Lilly adds to pain pipeline with Asahi Kasei licensing deal


US drugmaker Eli Lilly – still waiting for an FDA decision on one non-opioid pain drug – has just added another to its pipeline via a licensing agreement with Japan’s Asahi Kasei worth up to $410 million.

Lilly is paying $20 million upfront for exclusive rights to AK1780, a P2X7 receptor antagonist in early-stage clinical development for neuroinflammatory pain conditions, outside Japan and China.

The Japanese pharma is in line for another $210 million if the drug reaches development and regulatory objectives, plus up to $210 million if it meets sales targets.

The licensing deal comes as Lilly and partner Pfizer are waiting from a verdict from the FDA on tanezumab as a treatment for pain associated with osteoarthritis, which was supposed to be forthcoming before the end of 2020.

Tanezumab and Regeneron’s fasinumab are the last drugs standing in the hard-to-target nerve growth factor (NGF) inhibitor class, which has seen several candidates fall by the wayside over the years because of tolerability issues.

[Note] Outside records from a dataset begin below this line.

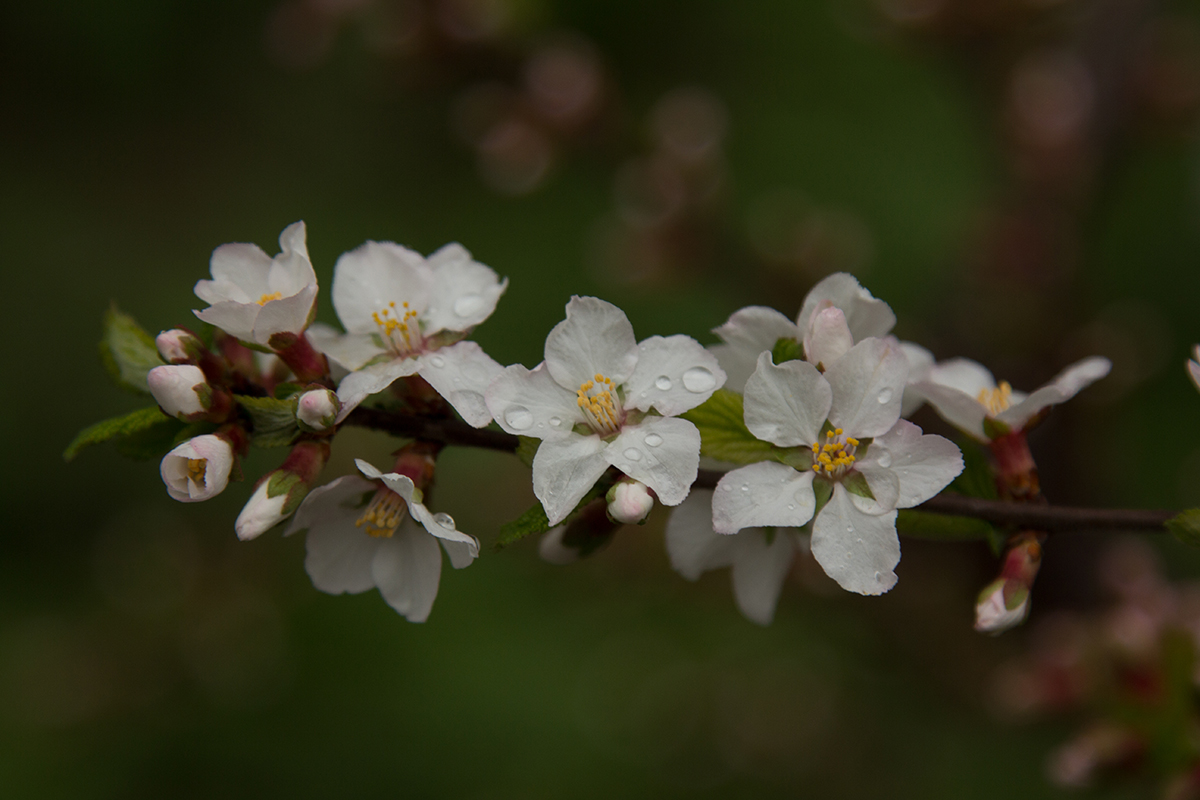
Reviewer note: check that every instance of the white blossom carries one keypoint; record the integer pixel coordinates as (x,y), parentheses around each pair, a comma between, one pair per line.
(406,314)
(255,296)
(601,398)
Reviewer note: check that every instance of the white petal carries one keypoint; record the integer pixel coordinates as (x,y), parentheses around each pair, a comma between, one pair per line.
(673,374)
(375,275)
(661,452)
(461,373)
(865,316)
(828,337)
(564,470)
(858,551)
(693,546)
(529,403)
(595,338)
(760,570)
(407,569)
(359,385)
(1068,384)
(762,495)
(465,292)
(924,464)
(868,386)
(786,403)
(748,332)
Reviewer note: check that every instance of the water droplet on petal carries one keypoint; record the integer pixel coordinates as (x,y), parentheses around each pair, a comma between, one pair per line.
(468,305)
(519,417)
(697,379)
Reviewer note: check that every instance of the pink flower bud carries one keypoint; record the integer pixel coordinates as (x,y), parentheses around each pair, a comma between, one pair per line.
(180,390)
(197,469)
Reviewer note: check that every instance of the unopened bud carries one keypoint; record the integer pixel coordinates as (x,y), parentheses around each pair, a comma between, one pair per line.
(317,410)
(181,391)
(177,346)
(197,469)
(629,503)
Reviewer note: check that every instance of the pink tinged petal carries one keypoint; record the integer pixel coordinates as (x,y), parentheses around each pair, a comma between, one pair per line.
(865,316)
(759,572)
(673,374)
(762,495)
(370,277)
(828,337)
(529,403)
(749,332)
(595,338)
(564,470)
(661,452)
(786,403)
(693,546)
(1068,384)
(285,316)
(359,385)
(461,373)
(407,569)
(857,549)
(463,294)
(868,386)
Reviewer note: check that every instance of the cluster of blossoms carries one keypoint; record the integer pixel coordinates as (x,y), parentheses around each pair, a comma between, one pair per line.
(823,457)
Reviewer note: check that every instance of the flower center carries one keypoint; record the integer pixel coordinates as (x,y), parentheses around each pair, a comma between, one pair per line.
(402,332)
(196,470)
(597,400)
(996,400)
(835,456)
(383,513)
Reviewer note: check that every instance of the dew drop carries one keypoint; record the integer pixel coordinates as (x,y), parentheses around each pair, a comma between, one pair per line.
(697,379)
(519,417)
(468,305)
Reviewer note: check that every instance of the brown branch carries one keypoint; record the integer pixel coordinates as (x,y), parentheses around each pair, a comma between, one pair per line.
(1033,516)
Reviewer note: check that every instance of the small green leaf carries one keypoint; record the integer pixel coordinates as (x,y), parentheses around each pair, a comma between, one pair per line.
(786,349)
(148,423)
(1186,527)
(127,352)
(940,527)
(274,420)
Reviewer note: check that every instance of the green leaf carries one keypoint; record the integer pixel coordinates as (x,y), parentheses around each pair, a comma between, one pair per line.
(1186,527)
(724,434)
(142,428)
(786,349)
(127,352)
(940,527)
(274,420)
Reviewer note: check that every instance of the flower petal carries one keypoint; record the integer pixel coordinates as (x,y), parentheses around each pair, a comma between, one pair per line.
(857,549)
(375,275)
(564,470)
(762,495)
(868,386)
(673,374)
(461,374)
(407,569)
(661,452)
(865,316)
(529,403)
(760,570)
(463,294)
(786,403)
(595,338)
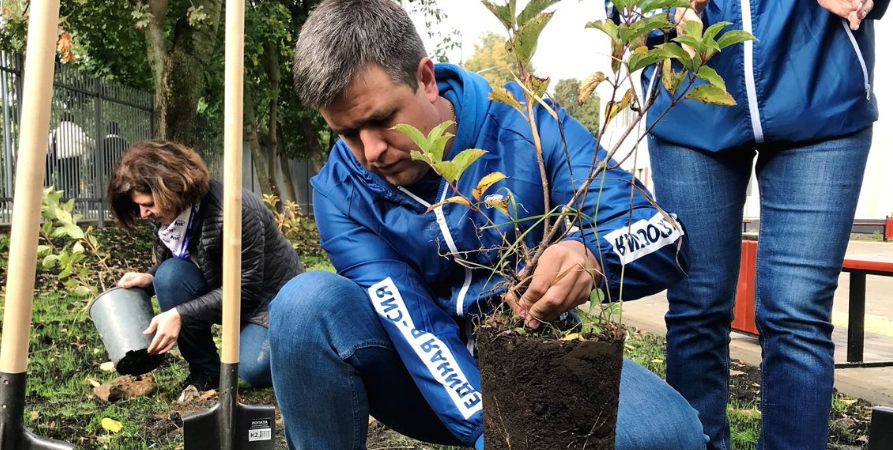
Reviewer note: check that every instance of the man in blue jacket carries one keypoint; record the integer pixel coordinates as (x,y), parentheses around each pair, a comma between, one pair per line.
(390,335)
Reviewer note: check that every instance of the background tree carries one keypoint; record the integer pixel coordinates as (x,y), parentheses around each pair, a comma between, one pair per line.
(588,113)
(492,60)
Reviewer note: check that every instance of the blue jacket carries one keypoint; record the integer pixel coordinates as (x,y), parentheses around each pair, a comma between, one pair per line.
(379,236)
(807,78)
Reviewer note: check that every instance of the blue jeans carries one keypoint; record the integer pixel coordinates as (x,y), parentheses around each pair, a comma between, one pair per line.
(334,365)
(808,197)
(178,281)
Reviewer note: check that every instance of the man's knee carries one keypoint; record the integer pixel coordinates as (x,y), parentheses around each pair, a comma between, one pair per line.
(313,300)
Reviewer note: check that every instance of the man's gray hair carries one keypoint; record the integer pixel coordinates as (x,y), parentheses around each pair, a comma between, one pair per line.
(343,37)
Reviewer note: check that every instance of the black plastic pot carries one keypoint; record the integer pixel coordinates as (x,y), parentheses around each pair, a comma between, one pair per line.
(120,316)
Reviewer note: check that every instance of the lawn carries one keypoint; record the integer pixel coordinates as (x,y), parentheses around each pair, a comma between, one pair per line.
(67,356)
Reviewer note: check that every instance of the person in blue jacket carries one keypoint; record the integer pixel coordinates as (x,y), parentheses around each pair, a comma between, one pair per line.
(805,108)
(390,334)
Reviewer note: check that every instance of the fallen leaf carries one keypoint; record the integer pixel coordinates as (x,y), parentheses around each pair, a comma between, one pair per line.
(111,425)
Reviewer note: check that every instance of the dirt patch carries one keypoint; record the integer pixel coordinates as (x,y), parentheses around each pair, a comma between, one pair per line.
(850,418)
(542,392)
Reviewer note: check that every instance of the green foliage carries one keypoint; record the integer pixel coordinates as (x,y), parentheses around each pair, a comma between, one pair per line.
(588,113)
(65,246)
(299,229)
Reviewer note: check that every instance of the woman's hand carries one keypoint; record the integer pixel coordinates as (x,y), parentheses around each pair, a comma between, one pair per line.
(854,11)
(166,327)
(563,279)
(135,279)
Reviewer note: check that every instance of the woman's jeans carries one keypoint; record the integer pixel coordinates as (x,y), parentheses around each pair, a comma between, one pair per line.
(179,281)
(334,365)
(808,197)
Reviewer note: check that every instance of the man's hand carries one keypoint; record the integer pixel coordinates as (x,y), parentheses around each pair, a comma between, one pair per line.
(563,279)
(134,279)
(851,10)
(166,327)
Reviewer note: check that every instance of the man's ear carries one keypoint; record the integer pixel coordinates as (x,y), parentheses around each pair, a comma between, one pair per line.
(426,80)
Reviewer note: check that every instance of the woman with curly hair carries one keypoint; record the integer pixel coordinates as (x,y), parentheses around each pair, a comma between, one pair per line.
(169,185)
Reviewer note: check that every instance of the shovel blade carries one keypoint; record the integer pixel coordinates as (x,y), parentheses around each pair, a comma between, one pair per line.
(253,428)
(13,434)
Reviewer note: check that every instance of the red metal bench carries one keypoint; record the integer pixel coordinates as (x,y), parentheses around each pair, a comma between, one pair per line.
(858,268)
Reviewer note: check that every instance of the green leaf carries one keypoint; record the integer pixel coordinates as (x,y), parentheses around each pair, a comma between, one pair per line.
(83,291)
(413,133)
(533,8)
(676,52)
(588,85)
(711,95)
(447,170)
(465,159)
(49,261)
(643,58)
(608,27)
(485,183)
(713,30)
(597,296)
(502,95)
(694,29)
(709,75)
(653,5)
(523,43)
(734,37)
(537,85)
(502,12)
(502,205)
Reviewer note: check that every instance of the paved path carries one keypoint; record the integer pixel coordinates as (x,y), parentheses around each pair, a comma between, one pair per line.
(872,384)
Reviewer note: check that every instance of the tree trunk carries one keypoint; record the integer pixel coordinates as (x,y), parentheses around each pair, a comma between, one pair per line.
(290,194)
(257,155)
(317,157)
(157,56)
(183,77)
(271,51)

While tanezumab is an antibody and has to be delivered by subcutaneous injection, AK1780 is orally bioavailable. The new drug has already cleared phase 1 single and multiple ascending dose and clinical pharmacology studies, according to Lilly.

The role of P2X7 receptor antagonists in the treatment of pain has been a subject of research for well over a decade, and Lilly is following in the footsteps of other big pharma companies that have tried to develop them for inflammatory and central nervous system disorders, as well as pain.

Johnson & Johnson is testing its JNJ-54175446 candidate in a phase 2 trial involving patients with depression, while AstraZeneca took its AZD9056 into mid-stage clinical testing in rheumatoid arthritis before abandoning the drug.

Lilly and Asahi Kaesi’s interest in developing AK1780 for pain stems from animal studies showing that knocking out the gene for P2X7 receptors in animal models seemed to abolish the pain response. P2X7R antagonists meanwhile were shown to have analgesic activity in a rat model of neuropathic pain.

Neuropathic pain – which is caused by problems with signals from nerves – is considered the hardest form to treat and generally does not resolve over time. It can be highly resistant to conventional painkillers, although some patients can get relief from anticonvulsant and antidepressant drugs.

Along with tanezumab and AK1780, Lilly is also developing LY3016859, an antibody that blocks two different cellular targets (TGF alpha and epiregulin), in phase 2 for chronic pain. Other candidates include a PACAP38 antibody, SSTR4 agonist and TRPA1 antagonist, all in phase 1 development.